Open pavanbalaji opened 5 years ago
We are having consistent failures in direct-nm
configuration that looks very similar to the am-only
failures reported in this issue. The details are pasted here and we are going to assume it is of same issue. We need open a new issue if we discover it unrelated upon investigation.

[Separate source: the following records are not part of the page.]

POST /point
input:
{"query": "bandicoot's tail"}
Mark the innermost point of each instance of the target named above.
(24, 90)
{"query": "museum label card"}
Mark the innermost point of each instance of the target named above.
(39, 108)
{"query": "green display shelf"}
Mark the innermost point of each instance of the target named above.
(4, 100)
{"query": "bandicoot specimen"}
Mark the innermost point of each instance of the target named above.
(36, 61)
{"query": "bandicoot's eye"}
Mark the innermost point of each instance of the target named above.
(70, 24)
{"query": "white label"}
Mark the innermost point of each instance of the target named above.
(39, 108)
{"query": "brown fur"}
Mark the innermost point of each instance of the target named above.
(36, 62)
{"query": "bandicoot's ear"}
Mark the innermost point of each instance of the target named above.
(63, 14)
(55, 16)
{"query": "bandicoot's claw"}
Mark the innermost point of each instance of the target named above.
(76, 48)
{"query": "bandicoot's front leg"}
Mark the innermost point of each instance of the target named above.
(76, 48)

Jenkins - mpich-review-ch4-ofi - #147 - gnu,direct-nm,centos64
summary_junit_xml.1059 - ./rma/lockall_dt_flush 4 -type=MPI_INT -count=65530 -seed=209 -testsize=16
Error Details
not ok 1059 - ./rma/lockall_dt_flush 4
Stack Trace
not ok 1059 - ./rma/lockall_dt_flush 4
---
Directory: ./rma
File: lockall_dt_flush
Num-procs: 4
Timeout: 180
Date: "Tue Aug 6 11:29:40 2019"
...
## Test output (expected 'No Errors'):
## [mpiexec@pmrs-centos64-240-01.cels.anl.gov] APPLICATION TIMED OUT, TIMEOUT = 180s
For send-recv am opearations, the solution is to have an alternative lmt protocol where the sender sends data in multiple segments and the recver do MPIR_Typerep_unpack
for each segment.
It is much easier to implement this new lmt protocol once the refactoring PR #4323 gets merged.
OFI's noncontiguous data movement management currently uses IOVs instead of packing data for RMA operations (all configurations) and send/recv operations (in the AM-only configuration). This needs to be improved to use pack/unpack when the data density is low (average size of the contiguous buffers is small).